Let R and R' be two rings and we already know that they are isomorphic if there is a one to one and onto map between them (of course this map is a ring homomorphism). I have a question at this point.
If we find a surjective but not injective ring morphism between R and R', can we directly say they are not isomorphic?
For example, let $k$ be a field and $k[x,y]$ be polynomial ring with two variables. Let $I$ be the ideal generated by $xy-1$. I want to show $\frac{k[x,y]}{I}$ is not isomorphic to $k[x]$.
Let $\phi:\frac{k[x,y]}{I} \rightarrow k[x]$ map $f(x)+I$ to $f(x)$. Easily one can show $\phi$ is surjective. However, for example, $x+y+I$ has image $h(x)$, so $\phi(x+y+I)=\phi(h(x)+I)$, by showing $x+y-h(x) \notin I$, we can show $\phi$ is not injective. Can we say $\frac{k[x,y]}{I}$ is not isomorphic to $k[x]$.

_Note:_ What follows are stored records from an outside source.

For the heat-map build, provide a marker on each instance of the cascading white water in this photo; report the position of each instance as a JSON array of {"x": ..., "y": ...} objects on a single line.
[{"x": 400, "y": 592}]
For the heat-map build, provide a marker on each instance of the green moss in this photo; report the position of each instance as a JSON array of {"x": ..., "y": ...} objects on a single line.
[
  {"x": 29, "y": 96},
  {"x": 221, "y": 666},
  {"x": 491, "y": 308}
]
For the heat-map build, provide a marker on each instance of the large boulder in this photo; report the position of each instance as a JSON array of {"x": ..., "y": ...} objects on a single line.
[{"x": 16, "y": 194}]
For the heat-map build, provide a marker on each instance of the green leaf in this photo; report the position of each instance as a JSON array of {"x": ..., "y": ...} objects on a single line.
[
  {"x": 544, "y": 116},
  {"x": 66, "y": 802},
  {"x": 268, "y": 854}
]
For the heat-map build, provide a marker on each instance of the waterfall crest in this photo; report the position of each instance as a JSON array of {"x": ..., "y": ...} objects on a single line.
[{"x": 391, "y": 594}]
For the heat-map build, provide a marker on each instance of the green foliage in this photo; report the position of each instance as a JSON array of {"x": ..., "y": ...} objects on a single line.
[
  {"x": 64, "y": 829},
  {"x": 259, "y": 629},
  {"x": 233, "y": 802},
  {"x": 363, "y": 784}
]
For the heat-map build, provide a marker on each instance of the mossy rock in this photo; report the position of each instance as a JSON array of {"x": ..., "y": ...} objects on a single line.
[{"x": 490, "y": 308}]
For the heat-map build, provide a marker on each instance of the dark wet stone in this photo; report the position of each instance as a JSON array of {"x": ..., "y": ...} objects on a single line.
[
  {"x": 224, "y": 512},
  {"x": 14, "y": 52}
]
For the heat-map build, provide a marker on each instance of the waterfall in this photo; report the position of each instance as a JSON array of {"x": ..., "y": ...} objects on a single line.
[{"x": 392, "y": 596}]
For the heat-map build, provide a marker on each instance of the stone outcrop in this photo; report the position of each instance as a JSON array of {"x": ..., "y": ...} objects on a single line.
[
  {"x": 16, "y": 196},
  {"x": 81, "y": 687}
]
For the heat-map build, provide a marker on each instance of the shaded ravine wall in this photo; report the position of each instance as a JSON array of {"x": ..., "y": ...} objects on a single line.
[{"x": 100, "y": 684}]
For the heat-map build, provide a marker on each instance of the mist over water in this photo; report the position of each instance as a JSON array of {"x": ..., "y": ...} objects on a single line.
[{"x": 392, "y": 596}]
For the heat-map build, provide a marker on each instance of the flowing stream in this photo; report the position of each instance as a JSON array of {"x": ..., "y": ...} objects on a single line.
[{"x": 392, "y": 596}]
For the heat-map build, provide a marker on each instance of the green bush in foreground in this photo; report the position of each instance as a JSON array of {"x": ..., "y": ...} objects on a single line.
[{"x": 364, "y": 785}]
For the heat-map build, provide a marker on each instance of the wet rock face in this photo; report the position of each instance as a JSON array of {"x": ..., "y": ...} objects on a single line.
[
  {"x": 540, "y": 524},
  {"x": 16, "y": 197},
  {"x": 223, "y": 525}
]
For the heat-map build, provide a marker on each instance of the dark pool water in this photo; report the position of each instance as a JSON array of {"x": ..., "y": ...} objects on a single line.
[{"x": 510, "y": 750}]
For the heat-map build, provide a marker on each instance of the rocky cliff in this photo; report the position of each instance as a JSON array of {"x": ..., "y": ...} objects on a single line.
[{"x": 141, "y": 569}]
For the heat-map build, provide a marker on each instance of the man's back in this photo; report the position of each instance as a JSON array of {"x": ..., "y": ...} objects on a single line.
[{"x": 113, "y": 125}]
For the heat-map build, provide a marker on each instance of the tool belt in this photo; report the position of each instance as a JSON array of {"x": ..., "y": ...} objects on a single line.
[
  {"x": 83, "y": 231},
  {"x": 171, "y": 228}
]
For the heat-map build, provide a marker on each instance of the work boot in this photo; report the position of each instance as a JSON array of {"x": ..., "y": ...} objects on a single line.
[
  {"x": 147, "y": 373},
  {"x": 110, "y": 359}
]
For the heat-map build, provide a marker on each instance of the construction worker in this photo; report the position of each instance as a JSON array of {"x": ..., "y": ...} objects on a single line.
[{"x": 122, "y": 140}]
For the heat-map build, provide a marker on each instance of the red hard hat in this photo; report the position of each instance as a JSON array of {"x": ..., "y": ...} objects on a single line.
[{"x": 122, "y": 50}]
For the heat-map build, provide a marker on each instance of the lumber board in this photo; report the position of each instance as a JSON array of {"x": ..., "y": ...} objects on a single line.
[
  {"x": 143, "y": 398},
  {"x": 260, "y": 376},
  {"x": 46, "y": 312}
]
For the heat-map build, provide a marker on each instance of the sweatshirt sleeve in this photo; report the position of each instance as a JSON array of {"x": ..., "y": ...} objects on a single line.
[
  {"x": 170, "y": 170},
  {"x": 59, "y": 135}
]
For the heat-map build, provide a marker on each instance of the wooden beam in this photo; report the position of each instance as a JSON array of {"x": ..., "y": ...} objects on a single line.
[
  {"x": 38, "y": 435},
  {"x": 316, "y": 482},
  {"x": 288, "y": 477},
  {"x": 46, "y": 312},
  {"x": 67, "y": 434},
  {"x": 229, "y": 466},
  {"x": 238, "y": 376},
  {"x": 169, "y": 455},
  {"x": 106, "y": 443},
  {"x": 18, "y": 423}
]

In general, the existence of a surjective but non-injective ring homomorphism does not imply that two rings are not isomorphic. Consider e.g. the ring $\mathbb{Z}(x_1,x_2,\dots)$ of integer polynomials on countably many variables and the map that sends $x_1$ to itself and any other variable $x_j$ to $x_{j-1}$. This results in a surjective but non-injective ring homomorphism, yet any ring is isomorphic with itself.